“One benefit of summer was that each day we had more light to read by.” ~ Jeanette Walls
“Summer reading,” the woman said, with an apologetic shrug translating as a plea for forgiveness. That outgrowth of embarrassment was meant to explain both the book and its title, neither one of which I remember to this day. What I do recall well is the significance I attached to her contrite description of the book’s lack of value or need to be taken seriously because it was ‘summer reading’, with all that conjures up. I’d simply peered at the book’s cover as she sat next to me on the bus gazing at everything except the book, but she’d leaped quickly to an assumed pejorative on my part and categorized her choice as something acceptably lesser because it was ‘summer reading’.
I spent the rest of my ride next to her lost in a world of summers long ago, when I was a schoolgirl with a long reading list of mandatory titles, required reading before what I hoped would be a vacation from school pressures, but worried about getting through them all before the summer even started. Why was that? Possibly because I was a late reader (many writers are) so always felt reading might be, could be, would probably be a challenge, even though I loved storytelling, both biographical and fictional. And yes, the summer was long enough for me to get through the ten required titles on the school’s list, but it was about as much fun as pulling teeth, right up to the last book I was always plowing through the week before we went back in the fall.
So what was the problem, if I was an enthusiastic though slow reader? And why is there no residual discomfort as an adult reader when the visceral reaction I had to ‘summer reading’ was so unpleasant? Mandatory! That sense of the school’s list being obligatory, compulsory, someone else’s choices rather than my own. It seemed to me that reading was too personal to be a statutory requirement. So how did I get around my allergic reaction to those early lists? As soon as I was free of them, I started making my own lists, desired instead of required, as the year went on, so I’d have my own choices by the time summer days rolled around. And I’ll admit that compiling that list has gotten easier with all the different ways one can choose books online and keep reference selections with the click of a Kindle or other digital offering. Making my own choices to read (or not to read) any book ever published has made all the difference in the way I view ‘summer reading’, and I hope that young woman I once sat next to on the bus has been able to rise above her own complexes about that most maligned of occupations. There are so many choices waiting for me to enjoy this summer, I can’t wait to get started, and I hope some schools are empathetic enough to understand that such a personal choice should be left up to the individual. It certainly would have changed how I viewed that most pleasurable of summer pastimes!

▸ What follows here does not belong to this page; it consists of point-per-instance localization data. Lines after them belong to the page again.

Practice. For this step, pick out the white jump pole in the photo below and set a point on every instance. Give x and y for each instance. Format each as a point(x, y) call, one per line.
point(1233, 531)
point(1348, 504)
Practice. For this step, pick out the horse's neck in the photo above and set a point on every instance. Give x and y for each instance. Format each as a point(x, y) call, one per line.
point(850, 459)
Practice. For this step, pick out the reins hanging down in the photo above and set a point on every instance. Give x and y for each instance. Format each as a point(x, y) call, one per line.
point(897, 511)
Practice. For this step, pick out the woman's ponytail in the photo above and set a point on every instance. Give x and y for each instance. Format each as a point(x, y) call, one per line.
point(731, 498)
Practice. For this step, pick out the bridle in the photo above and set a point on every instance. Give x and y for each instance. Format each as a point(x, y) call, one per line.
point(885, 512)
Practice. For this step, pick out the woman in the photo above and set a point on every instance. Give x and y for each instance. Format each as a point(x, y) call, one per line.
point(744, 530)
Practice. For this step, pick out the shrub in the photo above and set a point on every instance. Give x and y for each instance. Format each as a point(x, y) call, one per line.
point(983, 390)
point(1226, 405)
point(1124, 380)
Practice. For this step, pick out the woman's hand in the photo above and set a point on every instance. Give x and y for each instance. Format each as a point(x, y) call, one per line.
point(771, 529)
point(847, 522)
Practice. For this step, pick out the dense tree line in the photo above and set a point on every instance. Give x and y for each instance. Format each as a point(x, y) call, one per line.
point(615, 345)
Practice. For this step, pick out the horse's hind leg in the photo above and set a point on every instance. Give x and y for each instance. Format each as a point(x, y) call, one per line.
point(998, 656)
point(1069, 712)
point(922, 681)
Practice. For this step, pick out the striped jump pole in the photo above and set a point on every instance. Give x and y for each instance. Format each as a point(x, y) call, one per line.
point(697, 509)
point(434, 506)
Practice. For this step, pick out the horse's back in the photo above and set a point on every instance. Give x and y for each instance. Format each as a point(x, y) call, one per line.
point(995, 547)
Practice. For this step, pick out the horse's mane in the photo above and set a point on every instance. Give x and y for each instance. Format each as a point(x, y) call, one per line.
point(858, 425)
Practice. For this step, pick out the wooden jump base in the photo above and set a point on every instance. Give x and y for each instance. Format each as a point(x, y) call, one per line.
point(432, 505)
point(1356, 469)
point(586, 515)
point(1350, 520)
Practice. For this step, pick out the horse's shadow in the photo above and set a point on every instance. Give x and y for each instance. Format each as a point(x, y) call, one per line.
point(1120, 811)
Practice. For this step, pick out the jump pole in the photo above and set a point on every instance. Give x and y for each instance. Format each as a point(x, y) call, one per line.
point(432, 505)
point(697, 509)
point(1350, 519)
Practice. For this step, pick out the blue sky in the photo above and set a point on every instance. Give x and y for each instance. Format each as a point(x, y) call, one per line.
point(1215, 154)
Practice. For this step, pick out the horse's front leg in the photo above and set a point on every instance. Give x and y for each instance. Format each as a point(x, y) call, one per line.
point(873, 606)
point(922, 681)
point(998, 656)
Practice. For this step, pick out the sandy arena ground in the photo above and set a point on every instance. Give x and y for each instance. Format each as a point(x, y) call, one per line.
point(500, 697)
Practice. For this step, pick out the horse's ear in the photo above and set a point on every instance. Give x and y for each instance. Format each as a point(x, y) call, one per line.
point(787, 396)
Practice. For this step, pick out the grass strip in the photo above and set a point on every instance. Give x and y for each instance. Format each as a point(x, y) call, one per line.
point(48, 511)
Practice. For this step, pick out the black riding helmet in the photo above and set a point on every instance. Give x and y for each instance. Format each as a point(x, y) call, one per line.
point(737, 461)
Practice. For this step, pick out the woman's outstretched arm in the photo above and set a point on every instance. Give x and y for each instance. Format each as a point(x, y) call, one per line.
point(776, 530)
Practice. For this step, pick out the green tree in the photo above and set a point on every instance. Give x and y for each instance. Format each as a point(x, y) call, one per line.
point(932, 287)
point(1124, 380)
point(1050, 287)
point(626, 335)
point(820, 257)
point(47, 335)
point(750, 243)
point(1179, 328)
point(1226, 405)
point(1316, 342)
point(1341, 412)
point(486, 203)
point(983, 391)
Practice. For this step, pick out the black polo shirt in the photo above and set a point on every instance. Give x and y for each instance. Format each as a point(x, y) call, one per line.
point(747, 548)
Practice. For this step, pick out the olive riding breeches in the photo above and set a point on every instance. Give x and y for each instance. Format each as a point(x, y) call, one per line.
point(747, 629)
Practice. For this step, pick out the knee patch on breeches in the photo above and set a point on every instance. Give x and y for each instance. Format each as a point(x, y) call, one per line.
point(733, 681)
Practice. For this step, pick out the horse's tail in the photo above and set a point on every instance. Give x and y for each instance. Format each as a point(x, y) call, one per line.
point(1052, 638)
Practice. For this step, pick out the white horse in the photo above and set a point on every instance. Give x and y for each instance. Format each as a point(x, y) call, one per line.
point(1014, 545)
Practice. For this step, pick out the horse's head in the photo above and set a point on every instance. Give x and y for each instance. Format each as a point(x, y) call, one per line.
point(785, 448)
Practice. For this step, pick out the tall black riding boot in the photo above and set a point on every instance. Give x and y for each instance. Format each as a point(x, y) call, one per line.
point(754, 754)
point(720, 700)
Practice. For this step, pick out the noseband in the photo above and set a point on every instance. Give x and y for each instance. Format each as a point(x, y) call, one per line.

Unlike you my schools never required any readings over the summers.Maybe I would have benefitted had they.
Your essay trigger my early belief about the the quality of books and needing to read ‘good’ books, until one day my aunt, who was a professional writer, pulled me aside and exclaimed that it didn’t matter what I read, as long as I read. “Don’t be ashamed of reading any kind of book.” Maybe there is something to that. Could it be that just the act of reading a book is enhancing to one’s life whether a dime store novel or War and Peace. Startling that in the land of a belief in free speech one should denigrate a book they enjoy by referring to it as a summer read, as if that means its not important.